Join The WF248 Club

For years I have ruminated over a certain stark reality of birding: not only it is extremely improbable that any one person will ever be able record all 10,700 plus species, but if anyone ever does do it, it certainly won’t be me! When a quest is essentially too difficult to actually do, it has to be in the running for the World’s Toughest Sport, which is how I think of birding. Consider the time, expense, physical aptitude, tolerance for risk, tenacity and luck it would require over an entire lifetime in order to tick every last bird species. It seems more realistic to scale the world’s 50 tallest mountain peaks.

So in lieu of the unrealistic goal of finding every species, one may look for reachable, but still challenging birding missions. Introducing a time or space constraint can help, as we see with the plethora of Big Years, Big Days, Big Sits, and so on. These can be entertaining and useful, but I prefer global quests that one can one pursue over the course of a lifetime. I’ve had a number of ideas along these lines, some of which are strange, others of which seem like they should already be somewhat popular.

One example, which is not too extreme, would be to identify at least one species in each taxonomic order. I once wrote up an itinerary that could allow one to do that with stops at just nine different sites throughout the world: and it could be done without ever having to set foot in Europe or Asia (or Antarctica, for that matter).

Far more satisfying, and taxing, would be to get at least one species for every family of birds in the world – there are 248 in the Clements taxonomy. I’ve not (yet) tried to map out how one could do this with the fewest stops, and I’m still about 40 families shy of getting them all. But I figured that there must be birders that have already reached this goal (maybe some do not even realize they’ve done it), and many more that are in the process of doing so. But who and where are they?

I just found some of them, courtesy of a well-designed, relatively new website for people that are interested in this pursuit: Bird Families of the World. This informative resource, developed and mainted by Oz Horine of Israel, features much beautiful bird photography, lots of taxonomic reference material, and even a ranking of the most sought-after families. Moreover, everyone is invited to submit their own running tally of bird families and to join the “WF248 Club” – regardless of where their family count currently stands. The process for doing so is quite streamlined and easy, and you’ll be able to see how you rank relative to the distribution. As of this writing (February 2021), I see that there are three individuals on the list (out of over 140 people) that have crossed the finish line, getting all 248 families. Many more are within a few species of joining them.

I suppose that once this goal is met, one could try to get every genus… perhaps that would be the most realistic / crazy-ambitious taxonomic birding goal that might be feasible in a lifetime?

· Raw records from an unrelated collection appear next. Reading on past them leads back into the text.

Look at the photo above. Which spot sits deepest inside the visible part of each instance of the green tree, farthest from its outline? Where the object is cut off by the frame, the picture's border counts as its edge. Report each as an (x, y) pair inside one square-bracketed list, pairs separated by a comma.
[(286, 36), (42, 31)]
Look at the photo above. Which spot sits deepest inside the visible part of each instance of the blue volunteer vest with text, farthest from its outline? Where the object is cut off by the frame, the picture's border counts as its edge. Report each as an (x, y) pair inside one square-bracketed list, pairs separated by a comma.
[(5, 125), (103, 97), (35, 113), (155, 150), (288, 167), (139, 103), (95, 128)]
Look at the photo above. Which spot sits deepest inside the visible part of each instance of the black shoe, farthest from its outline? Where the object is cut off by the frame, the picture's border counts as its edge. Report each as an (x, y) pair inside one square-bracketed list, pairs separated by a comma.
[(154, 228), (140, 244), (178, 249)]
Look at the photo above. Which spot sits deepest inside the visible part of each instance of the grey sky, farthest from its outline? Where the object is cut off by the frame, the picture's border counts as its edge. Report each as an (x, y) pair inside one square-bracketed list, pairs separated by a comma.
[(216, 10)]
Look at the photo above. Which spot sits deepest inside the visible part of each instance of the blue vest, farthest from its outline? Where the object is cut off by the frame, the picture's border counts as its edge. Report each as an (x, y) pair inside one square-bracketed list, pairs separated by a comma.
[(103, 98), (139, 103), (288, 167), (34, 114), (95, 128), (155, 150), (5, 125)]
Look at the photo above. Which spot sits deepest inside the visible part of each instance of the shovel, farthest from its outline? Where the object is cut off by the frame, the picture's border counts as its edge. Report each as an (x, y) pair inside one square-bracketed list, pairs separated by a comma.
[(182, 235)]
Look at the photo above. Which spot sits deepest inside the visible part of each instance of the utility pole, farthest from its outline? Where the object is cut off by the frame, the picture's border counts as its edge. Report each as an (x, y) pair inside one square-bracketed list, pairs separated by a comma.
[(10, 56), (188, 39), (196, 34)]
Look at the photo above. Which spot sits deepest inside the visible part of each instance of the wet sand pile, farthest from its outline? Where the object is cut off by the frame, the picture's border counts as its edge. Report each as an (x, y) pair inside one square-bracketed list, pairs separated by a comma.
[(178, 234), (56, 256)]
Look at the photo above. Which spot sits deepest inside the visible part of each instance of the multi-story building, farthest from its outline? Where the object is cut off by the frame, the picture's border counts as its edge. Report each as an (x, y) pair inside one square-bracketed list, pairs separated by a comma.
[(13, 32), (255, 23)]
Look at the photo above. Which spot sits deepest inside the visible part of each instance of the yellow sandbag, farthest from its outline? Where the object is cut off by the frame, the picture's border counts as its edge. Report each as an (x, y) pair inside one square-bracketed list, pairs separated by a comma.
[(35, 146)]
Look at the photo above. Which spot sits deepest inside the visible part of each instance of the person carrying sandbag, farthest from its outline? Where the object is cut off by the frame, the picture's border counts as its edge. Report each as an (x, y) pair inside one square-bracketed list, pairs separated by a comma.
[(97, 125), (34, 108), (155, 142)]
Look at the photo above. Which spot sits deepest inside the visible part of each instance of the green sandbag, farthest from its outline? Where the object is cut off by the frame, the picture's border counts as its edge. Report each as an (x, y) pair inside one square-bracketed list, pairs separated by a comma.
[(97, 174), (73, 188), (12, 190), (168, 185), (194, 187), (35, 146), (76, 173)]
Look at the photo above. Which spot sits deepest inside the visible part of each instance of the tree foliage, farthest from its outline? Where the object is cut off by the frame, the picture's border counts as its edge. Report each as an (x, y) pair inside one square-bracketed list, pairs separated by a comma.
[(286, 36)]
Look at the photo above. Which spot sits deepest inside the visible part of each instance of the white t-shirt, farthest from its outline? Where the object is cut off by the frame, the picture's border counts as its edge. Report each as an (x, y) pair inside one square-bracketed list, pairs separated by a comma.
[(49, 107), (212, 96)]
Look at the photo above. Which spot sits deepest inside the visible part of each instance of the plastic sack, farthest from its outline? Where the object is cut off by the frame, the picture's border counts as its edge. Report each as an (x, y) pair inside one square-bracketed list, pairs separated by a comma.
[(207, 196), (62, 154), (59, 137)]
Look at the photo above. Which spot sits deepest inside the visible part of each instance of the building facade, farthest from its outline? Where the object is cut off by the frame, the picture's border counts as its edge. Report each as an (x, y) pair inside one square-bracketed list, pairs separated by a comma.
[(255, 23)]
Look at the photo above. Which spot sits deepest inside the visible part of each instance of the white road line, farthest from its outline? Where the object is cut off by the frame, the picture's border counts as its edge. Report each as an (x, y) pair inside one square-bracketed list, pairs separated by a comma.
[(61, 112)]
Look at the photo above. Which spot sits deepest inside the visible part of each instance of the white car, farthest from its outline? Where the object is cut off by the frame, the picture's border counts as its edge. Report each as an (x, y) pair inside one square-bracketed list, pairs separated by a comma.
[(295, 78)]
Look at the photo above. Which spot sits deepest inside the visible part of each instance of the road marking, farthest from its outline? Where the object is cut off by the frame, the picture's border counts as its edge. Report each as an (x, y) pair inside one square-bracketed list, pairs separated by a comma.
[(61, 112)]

The photo up top is a Buff-banded Rail, seen in Sydney, Australia.

One response to “Join The WF248 Club”

  1. My husband is an ornithologist (Retired Backyard Birders) and he is blind and birds by ear which is amazing and awesome as members of Apalachee Audubon and ABA we wish more blind birders would be recognized and accepted in the birding world and that more birding programs, tours and the like would become a reality along with blind birding trails. We are doing our best to make that happen in Florida and will do more once covid19 ends. We want to thank you for sharing and Happy Birding.
    Bird Conservation – Love Nature – Get Out Doors.